MACs Will Deny Claims With Complexity Code and Modifier 25; Manual Cites Other Modifiers

CMS wants providers to get the message that if they bill for outpatient or office visits with modifier 25, they should forget about adding the inherent complexity add-on code (G2211) that is payable starting Jan. 1.

The point was driven home in Medicare Transmittal 12,370, which was released Nov. 21.[1] In both the transmittal and the 2024 Medicare Physician Fee Schedule (MPFS) rule, which activated the complexity add-on code, CMS said claims will be denied if G2211 is reported with modifier 25 for the same date of service as an office/outpatient evaluation and management (E/M) visit (codes 99202-99205, 99211-99215) for the same beneficiary. The modifier—a compliance thorn in providers’ sides—is used to report a significant, separately identifiable E/M service by the same physician or other qualified health care professional on the same day of the procedure or other service.

CMS is paradoxically both tightening and loosening the noose on the use of G2211 with payment modifiers, said Richelle Marting, an attorney and certified coder in Olathe, Kansas.
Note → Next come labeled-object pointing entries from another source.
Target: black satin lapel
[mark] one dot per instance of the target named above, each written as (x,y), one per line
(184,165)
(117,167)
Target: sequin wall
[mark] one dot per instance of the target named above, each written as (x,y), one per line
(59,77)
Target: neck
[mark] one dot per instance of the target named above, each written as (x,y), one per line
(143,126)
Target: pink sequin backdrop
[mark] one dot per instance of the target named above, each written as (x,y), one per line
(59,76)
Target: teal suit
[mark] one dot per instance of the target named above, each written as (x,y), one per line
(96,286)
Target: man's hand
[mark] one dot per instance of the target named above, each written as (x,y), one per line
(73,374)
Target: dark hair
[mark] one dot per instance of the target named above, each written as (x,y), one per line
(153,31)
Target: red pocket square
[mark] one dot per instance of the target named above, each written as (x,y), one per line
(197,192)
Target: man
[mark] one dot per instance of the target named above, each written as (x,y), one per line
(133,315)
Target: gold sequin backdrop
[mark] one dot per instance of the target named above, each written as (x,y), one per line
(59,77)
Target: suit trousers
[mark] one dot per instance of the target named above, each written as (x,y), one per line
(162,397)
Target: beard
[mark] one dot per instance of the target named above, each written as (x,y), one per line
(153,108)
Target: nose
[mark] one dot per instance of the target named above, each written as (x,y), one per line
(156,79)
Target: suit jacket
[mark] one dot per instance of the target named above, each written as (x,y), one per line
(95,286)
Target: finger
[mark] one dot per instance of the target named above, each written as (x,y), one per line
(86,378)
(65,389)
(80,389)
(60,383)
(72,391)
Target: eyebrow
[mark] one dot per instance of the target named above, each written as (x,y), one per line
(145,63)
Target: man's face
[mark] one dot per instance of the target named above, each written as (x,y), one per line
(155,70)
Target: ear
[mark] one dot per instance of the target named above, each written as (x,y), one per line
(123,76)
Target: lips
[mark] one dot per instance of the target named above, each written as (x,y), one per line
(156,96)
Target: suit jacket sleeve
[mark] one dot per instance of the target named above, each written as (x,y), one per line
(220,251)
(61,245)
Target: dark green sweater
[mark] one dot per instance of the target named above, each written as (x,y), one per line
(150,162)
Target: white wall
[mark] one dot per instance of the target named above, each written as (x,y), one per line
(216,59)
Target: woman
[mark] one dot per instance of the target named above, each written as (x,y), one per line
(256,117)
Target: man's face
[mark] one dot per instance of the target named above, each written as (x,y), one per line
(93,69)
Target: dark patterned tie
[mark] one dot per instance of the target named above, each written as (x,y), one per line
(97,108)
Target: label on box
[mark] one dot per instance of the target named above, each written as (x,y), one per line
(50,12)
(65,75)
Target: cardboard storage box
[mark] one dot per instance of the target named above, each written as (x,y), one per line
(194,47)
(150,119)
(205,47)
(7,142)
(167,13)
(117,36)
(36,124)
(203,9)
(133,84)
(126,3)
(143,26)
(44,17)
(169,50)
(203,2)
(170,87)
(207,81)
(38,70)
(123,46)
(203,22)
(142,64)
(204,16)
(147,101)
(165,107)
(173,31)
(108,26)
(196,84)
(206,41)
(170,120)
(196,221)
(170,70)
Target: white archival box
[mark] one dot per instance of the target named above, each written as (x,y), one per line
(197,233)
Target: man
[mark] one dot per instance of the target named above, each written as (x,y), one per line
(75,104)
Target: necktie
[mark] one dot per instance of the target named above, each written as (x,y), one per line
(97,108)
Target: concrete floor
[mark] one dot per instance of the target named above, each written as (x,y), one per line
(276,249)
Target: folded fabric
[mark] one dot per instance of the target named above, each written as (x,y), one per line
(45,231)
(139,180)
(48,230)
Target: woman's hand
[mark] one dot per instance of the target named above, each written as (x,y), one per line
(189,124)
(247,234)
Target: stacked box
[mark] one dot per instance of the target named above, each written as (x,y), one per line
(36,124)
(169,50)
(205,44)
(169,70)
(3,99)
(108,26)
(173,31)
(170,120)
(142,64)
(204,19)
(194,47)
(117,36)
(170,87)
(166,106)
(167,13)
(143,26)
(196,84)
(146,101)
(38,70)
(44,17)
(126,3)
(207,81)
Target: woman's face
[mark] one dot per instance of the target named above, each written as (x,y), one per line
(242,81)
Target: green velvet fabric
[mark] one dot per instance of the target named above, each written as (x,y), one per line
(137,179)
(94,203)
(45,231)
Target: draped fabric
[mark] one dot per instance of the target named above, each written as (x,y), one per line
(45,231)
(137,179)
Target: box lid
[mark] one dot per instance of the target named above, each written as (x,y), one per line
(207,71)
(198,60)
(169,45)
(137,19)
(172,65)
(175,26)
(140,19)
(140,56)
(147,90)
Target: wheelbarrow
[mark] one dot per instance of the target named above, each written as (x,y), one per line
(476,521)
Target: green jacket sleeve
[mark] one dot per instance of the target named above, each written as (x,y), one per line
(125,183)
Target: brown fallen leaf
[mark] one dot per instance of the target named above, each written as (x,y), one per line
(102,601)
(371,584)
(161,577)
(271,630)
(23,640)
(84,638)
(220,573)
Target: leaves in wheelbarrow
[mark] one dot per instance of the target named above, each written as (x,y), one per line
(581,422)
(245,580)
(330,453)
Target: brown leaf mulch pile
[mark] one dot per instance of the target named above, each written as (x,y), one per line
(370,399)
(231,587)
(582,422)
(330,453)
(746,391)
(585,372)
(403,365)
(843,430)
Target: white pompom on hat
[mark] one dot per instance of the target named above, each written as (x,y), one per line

On the one hand, 2023 updates to Chapter 12 of the Medicare Claims Processing Manual put more restrictions on billing with the complexity code because they went beyond modifier 25.[2] “We do not expect reporting of HCPCS code G2211 when the office/outpatient E/M visit is reported with payment modifiers such as a modifier -24, -25, or -53,” the manual states. On the other hand, that language is gentler—CMS said it doesn’t “expect” reporting of the modifier—than the new transmittal, which makes it clear that Medicare administrative contractors (MACs) will deny claims but only with respect to modifier 25. There’s a twist: the manual instructions were written for the complexity add-on code at a time its use was prohibited by Congress and before the proposed and final 2024 rules were released. CMS planned to start payment for the complexity code in 2021, but Congress put that on ice until no earlier than next year. And now, a month before the code will finally go live, CMS has tweaked its application in relation to the modifiers.